The Ghosts of Borderlandia is part of a group of works based on pre-Columbian Mesoamerican codices that Chagoya began in 1992 in response to the five-hundredth anniversary of Columbus’ “discovery” of the Americas. He has made over forty codices in this format, which has become one of his signature and most fruitful artistic forms.

Detail: The Ghosts of Borderlandia, 2017

Like the historical codices, Chagoya’s are made from accordion-folded amate (fig-bark) paper and are read from right to left. He uses a unique visual language in his work that mixes words and images to evoke the hieroglyphic-like text of Mesoamerican codices. He envisions this language communicating across cultures, mirroring the ideal, borderless world he calls for in The Ghosts of Borderlandia.

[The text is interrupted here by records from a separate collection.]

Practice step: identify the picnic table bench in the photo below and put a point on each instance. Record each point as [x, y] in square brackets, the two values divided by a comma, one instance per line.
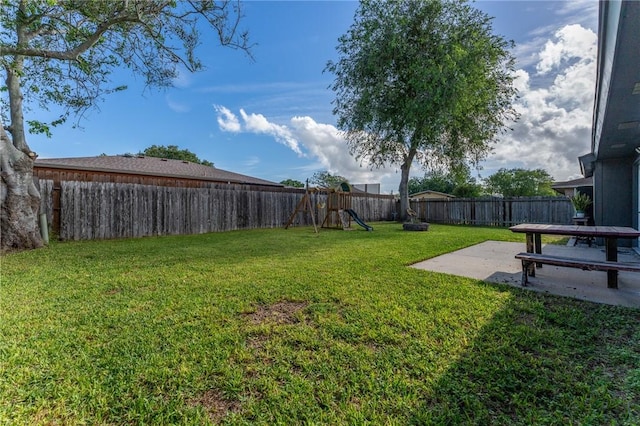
[534, 258]
[529, 259]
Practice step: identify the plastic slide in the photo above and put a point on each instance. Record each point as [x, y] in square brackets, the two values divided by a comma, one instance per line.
[359, 221]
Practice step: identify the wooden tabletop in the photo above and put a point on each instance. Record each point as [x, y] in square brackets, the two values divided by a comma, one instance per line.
[578, 230]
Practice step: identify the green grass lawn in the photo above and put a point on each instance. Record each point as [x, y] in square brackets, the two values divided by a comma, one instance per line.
[288, 327]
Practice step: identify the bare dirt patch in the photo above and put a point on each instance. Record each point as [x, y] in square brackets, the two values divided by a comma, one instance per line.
[216, 405]
[278, 313]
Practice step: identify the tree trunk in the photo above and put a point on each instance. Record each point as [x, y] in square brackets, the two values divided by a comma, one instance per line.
[405, 168]
[19, 199]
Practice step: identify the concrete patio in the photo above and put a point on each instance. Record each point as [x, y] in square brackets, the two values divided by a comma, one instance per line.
[494, 261]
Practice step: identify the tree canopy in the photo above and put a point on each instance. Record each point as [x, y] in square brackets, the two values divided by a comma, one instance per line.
[63, 53]
[520, 183]
[174, 153]
[423, 81]
[460, 184]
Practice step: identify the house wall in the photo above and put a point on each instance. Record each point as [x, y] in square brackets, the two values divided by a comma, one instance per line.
[613, 183]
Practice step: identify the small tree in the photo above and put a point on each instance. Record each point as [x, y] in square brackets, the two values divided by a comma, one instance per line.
[423, 81]
[174, 153]
[293, 183]
[325, 179]
[63, 53]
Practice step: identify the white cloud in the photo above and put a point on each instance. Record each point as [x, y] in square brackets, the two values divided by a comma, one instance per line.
[554, 129]
[257, 123]
[176, 106]
[227, 121]
[555, 123]
[323, 145]
[573, 41]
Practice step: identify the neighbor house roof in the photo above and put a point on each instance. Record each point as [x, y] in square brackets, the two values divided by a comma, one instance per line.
[430, 192]
[150, 166]
[576, 183]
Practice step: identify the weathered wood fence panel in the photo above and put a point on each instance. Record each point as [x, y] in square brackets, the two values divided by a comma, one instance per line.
[100, 210]
[493, 211]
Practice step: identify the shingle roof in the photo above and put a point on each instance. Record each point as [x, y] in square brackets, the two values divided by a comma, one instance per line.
[573, 183]
[150, 166]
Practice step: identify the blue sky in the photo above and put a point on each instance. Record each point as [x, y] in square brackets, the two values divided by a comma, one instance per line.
[271, 117]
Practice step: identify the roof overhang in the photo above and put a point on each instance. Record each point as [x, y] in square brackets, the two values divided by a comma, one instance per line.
[616, 117]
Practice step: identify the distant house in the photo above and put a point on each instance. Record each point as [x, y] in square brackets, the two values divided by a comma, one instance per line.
[572, 187]
[139, 169]
[132, 169]
[430, 195]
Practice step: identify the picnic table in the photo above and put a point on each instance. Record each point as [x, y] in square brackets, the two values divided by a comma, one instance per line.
[609, 233]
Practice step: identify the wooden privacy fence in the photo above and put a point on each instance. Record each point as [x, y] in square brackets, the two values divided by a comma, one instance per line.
[99, 210]
[493, 211]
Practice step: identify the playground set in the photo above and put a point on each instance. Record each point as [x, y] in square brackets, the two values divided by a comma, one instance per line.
[338, 205]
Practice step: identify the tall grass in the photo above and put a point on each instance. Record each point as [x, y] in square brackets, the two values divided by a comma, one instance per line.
[287, 326]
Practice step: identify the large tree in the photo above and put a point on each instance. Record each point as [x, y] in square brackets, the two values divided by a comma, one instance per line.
[422, 81]
[62, 52]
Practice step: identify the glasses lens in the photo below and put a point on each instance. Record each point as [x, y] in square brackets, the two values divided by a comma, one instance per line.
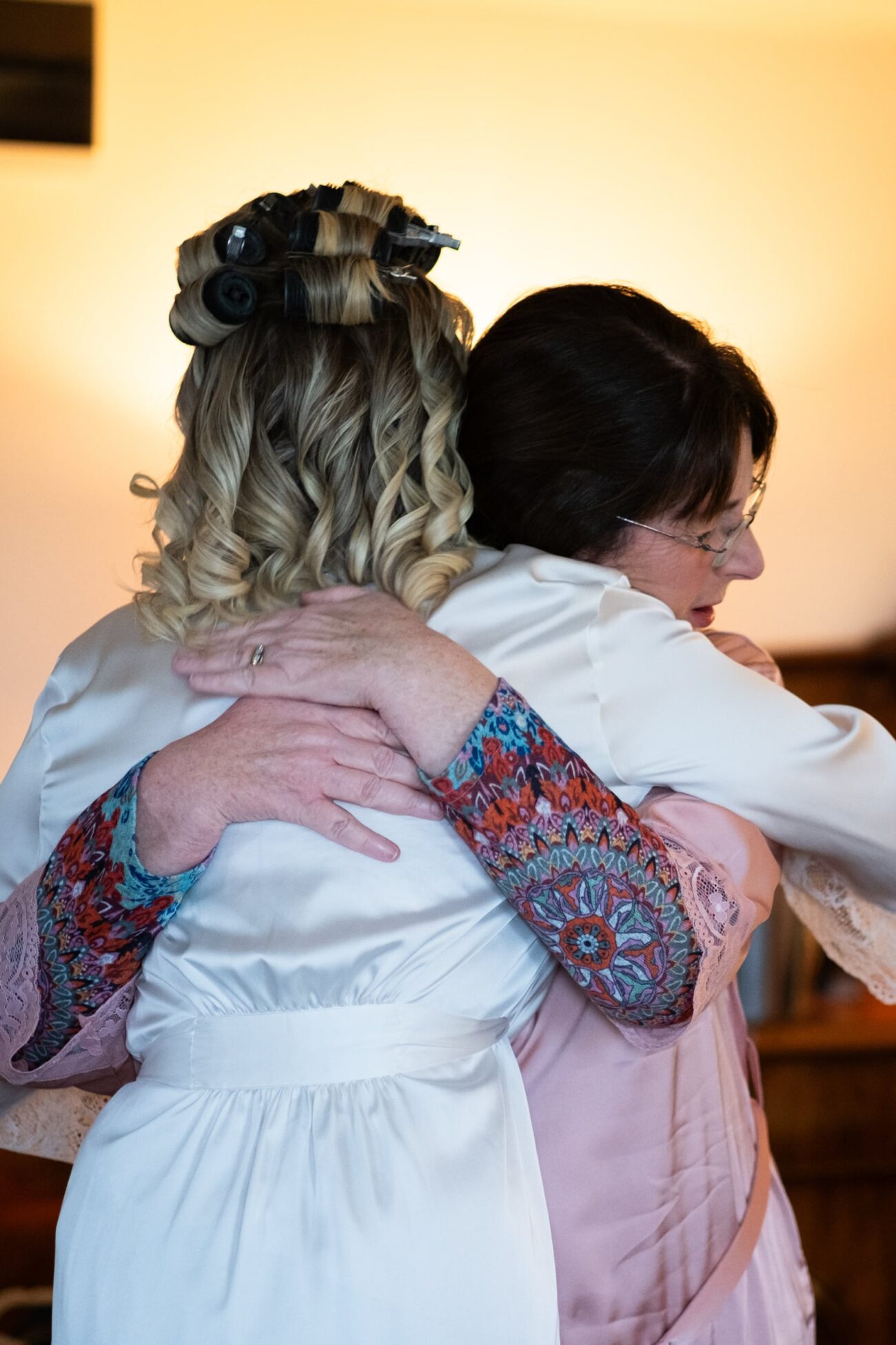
[731, 543]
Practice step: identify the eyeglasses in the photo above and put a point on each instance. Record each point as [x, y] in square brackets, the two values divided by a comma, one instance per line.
[731, 536]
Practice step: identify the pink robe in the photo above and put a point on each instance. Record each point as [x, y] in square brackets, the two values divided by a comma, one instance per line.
[649, 1149]
[646, 1135]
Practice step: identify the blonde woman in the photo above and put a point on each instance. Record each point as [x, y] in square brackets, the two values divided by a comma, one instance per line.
[329, 1135]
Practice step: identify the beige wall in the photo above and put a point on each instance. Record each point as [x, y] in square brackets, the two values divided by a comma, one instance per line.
[740, 174]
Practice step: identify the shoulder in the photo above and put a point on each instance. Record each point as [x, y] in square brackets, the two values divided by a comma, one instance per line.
[522, 575]
[110, 654]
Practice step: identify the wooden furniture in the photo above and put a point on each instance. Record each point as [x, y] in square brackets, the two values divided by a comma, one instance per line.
[831, 1090]
[831, 1099]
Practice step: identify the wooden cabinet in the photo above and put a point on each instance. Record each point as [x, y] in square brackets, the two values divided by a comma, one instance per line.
[831, 1098]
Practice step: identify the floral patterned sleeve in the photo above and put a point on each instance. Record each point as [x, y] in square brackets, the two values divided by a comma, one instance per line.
[99, 912]
[593, 882]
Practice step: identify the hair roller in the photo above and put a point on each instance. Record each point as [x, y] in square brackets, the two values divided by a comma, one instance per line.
[303, 236]
[230, 296]
[278, 210]
[295, 298]
[240, 243]
[329, 198]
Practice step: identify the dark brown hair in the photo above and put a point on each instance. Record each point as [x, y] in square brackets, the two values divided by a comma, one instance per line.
[591, 401]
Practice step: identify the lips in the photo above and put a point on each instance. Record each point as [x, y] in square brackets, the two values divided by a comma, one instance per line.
[702, 616]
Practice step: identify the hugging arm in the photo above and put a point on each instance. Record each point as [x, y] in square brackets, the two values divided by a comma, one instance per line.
[72, 942]
[595, 884]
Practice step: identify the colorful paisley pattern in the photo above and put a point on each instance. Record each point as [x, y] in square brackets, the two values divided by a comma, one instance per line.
[595, 884]
[591, 880]
[99, 912]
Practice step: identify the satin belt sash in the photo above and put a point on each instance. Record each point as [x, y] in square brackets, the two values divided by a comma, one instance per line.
[298, 1046]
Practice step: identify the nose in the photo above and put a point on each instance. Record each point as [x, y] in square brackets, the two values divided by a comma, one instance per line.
[746, 560]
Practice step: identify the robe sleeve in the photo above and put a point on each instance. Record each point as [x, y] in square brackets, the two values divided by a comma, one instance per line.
[593, 882]
[677, 712]
[74, 933]
[72, 942]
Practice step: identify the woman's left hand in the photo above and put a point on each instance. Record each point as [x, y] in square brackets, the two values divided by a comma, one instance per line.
[347, 646]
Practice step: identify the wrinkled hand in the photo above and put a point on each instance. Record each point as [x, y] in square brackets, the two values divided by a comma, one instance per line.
[281, 760]
[346, 646]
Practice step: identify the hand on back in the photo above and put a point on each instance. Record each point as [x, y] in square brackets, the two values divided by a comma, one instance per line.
[275, 760]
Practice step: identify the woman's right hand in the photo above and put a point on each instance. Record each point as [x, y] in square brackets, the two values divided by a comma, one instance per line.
[275, 760]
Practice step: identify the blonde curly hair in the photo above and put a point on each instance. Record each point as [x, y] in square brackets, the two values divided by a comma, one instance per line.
[319, 434]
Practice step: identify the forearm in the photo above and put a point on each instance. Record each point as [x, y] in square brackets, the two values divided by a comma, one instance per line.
[432, 697]
[175, 827]
[589, 878]
[99, 912]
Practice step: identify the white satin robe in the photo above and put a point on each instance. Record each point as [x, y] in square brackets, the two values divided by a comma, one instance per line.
[330, 1140]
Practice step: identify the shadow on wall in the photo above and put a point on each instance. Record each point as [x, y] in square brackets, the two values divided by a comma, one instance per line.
[68, 458]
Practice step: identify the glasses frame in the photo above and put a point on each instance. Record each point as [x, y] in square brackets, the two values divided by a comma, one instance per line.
[719, 552]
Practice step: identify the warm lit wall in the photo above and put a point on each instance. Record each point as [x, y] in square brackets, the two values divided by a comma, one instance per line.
[742, 174]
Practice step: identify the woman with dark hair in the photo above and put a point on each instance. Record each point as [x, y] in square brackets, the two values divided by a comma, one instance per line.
[610, 656]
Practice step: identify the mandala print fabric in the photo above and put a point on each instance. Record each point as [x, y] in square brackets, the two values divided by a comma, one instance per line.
[99, 912]
[593, 882]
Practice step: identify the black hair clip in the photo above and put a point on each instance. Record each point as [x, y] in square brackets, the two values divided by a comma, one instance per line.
[278, 209]
[230, 296]
[421, 234]
[240, 243]
[303, 236]
[295, 296]
[329, 198]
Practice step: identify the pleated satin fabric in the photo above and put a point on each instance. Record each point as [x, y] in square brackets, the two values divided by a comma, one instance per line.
[400, 1204]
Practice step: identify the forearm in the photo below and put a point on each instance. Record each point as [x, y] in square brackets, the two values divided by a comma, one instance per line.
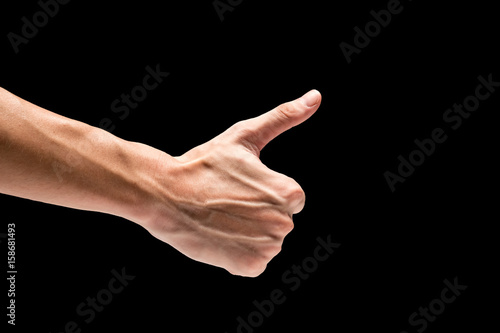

Detail: The Ghosts of Borderlandia, 2017

A key tactic Chagoya uses in his art is reverse appropriation—where an artist from a so-called primitive culture reinterprets the work of Western artists. In this codex, he includes portraits of Vincent Van Gogh, Pablo Picasso (who admired and appropriated African art), and Philip Guston (an artist whose work Chagoya has appropriated in other works)—as well as the Mexican artist Frida Kahlo. Other recognizable figures in the work include Elizabeth Taylor, Wonder Woman, and Venus from Sandro Botticelli’s The Birth of Venus. These varied cultural references join jaguars (an important animal in Mesoamerican spirituality), imagery drawn from Mesoamerican codices, a skeleton, graffiti, and stereotypical figures in ethnic costume. Without a clear narrative or resolution, Chagoya’s work is open-ended. The Ghosts of Borderlandia’s potential for multiple interpretations affirms the complex intersections between individual, cultural, and national identities.